Grandmother Tillman got up and kissed Jeremiah on his head. “God owes you something good, and I hope you get it.”



It was late when Grandmother Tillman got everybody home. On her way upstairs, she stopped by the mantle in the living room and looked at the picture of her husband that she kept there. She smoothed away any invisible dust that might be on the glass with her hand. Then she gently kissed the picture and went upstairs. She walked with a straightness to her back and a definite pride in her step, proud of her husband and his last act of bravery.

The phone rang the next morning and she got it. It was Elaine Collins calling to say that Maddie had passed away peacefully in the night. Wanamaker’s was arranging the funeral and it would be the next day. There wasn’t any family and Maddie couldn’t be said to have a lot of friends, so there wasn’t much reason to make an event out of it. There would be just a simple grave-side ceremony for anyone who wanted to attend.
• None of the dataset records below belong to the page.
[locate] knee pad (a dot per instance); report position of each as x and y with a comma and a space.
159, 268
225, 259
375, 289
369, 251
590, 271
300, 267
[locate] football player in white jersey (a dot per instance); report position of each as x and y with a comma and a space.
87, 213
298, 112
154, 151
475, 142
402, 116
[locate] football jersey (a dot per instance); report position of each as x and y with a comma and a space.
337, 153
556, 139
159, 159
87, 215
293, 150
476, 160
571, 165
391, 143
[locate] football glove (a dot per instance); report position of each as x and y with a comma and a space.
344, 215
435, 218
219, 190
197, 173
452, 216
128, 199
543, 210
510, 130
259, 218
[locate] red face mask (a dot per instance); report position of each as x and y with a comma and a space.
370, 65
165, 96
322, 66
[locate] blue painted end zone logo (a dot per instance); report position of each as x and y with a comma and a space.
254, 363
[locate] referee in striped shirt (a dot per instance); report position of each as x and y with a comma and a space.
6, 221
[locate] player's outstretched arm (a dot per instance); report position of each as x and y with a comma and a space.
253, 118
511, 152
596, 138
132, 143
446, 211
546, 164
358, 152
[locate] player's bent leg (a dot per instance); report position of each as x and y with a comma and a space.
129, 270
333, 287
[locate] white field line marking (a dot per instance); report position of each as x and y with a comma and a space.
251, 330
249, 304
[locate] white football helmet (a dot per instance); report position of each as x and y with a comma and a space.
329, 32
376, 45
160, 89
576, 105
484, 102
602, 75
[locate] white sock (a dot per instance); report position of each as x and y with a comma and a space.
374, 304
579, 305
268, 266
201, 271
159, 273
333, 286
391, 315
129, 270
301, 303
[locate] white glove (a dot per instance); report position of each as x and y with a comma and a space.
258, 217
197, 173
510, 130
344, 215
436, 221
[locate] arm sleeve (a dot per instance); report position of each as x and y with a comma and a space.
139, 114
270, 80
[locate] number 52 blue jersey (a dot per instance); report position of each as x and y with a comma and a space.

The next day, Grandmother Tillman, Nate, and Miss Edna got to the cemetery, fully expecting to be the only ones there. They were surprised to see Hank Thompson there as well. Hank looked up and smiled sheepishly.

“I kind of grew used to the way she’d spit at me before she’d order her dollar’s worth of gas,” he said.

Jeremiah Lightcap’s car pulled up, and he and Elaine Collins joined them. They looked more like a couple than they ever had, as they held hands walking up to join the group.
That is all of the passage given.